Perubahan nilai di dalam hidup masyarakat pasti terjadi dan masyarakat itu
harus siap untuk menghadapinya. Begitu juga dengan cara berbusana bagi perempuan
Jawa di Surakarta. Cara menghadapi perubahan ini penting dimengerti oleh
perempuan Jawa untuk tetap mempertahankan salah satu amanah yakni cara
berbusana Jawa
Seiring bertambahnya waktu, cara berbusana perempuan Jawa di Surakarta juga
ikut berubah. Perempuan Jawa abad ke-21 mulai menggunakan pakaian yang modis
dan terus berkembang hingga kini di abad ke-22. Teknologi yang semakin maju juga
turut serta mempengaruhi cara busana perempuan Jawa di Surakarta. Busana adalah
komunikasi. Perempuan Jawa masa kini terus mengikuti trend yang ada. Busana dan
gender semakin terlihat kaitannya di masa kini. Bagi perempuan Jawa yang bekerja,
akan sangat berbeda cara busananya dengan perempuan Jawa yang tidak bekerja.

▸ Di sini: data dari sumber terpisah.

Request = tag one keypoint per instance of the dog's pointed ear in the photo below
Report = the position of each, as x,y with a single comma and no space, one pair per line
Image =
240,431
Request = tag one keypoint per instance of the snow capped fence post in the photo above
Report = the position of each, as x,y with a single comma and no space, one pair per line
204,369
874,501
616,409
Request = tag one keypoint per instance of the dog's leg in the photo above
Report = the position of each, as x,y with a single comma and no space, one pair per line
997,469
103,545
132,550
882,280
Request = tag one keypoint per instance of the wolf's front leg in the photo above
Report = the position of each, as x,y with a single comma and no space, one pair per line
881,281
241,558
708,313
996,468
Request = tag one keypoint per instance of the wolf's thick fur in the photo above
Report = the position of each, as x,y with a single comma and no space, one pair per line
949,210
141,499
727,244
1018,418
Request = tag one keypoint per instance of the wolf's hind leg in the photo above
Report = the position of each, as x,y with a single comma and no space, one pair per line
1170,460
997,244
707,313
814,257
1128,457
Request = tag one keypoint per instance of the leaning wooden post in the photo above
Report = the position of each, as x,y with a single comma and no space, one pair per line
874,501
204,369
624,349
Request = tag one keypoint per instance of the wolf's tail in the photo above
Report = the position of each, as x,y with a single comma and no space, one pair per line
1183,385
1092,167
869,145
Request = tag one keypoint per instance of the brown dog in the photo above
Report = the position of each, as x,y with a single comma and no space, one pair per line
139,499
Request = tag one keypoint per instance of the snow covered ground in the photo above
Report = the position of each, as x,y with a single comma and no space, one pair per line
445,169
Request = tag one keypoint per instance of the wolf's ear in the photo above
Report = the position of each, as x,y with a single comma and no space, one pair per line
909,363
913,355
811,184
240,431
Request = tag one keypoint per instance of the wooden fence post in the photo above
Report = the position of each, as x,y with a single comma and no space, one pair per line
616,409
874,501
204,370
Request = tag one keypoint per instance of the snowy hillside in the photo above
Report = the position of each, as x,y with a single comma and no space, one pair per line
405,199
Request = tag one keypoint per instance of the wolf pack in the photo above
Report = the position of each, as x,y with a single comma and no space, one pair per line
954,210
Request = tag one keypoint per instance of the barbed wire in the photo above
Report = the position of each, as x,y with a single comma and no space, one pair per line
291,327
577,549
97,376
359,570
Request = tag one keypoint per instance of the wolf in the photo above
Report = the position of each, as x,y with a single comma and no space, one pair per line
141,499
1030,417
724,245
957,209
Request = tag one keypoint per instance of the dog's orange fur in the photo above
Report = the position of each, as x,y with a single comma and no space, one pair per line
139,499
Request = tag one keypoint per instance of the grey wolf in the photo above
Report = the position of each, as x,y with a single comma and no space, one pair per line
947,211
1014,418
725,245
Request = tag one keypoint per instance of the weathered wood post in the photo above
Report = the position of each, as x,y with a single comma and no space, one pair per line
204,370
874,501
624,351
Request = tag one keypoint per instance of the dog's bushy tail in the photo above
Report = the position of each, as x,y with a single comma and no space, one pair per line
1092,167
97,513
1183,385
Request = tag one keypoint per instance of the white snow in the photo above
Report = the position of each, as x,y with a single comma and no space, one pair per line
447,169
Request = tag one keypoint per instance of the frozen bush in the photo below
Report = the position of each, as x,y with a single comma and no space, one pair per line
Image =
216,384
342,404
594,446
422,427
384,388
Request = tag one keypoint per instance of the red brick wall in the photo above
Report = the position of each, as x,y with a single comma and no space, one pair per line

Secara objektif, bagi perempuan Jawa masa kini, gambaran tersebut rasanya
tidak sesuai lagi dengan cara mereka sekarang menampilkan dirinya di tengah-tengah
masyarakat. dalam berbagai peran yang diisinya, perempuan Jawa dapat
menunjukkan sikap yang tegas, berinisiatif, malahan tidak kalah tangkas dari kaum
pria. Perempuan berani menolak sesuatu bila tidak sesuai dengan pandangannya.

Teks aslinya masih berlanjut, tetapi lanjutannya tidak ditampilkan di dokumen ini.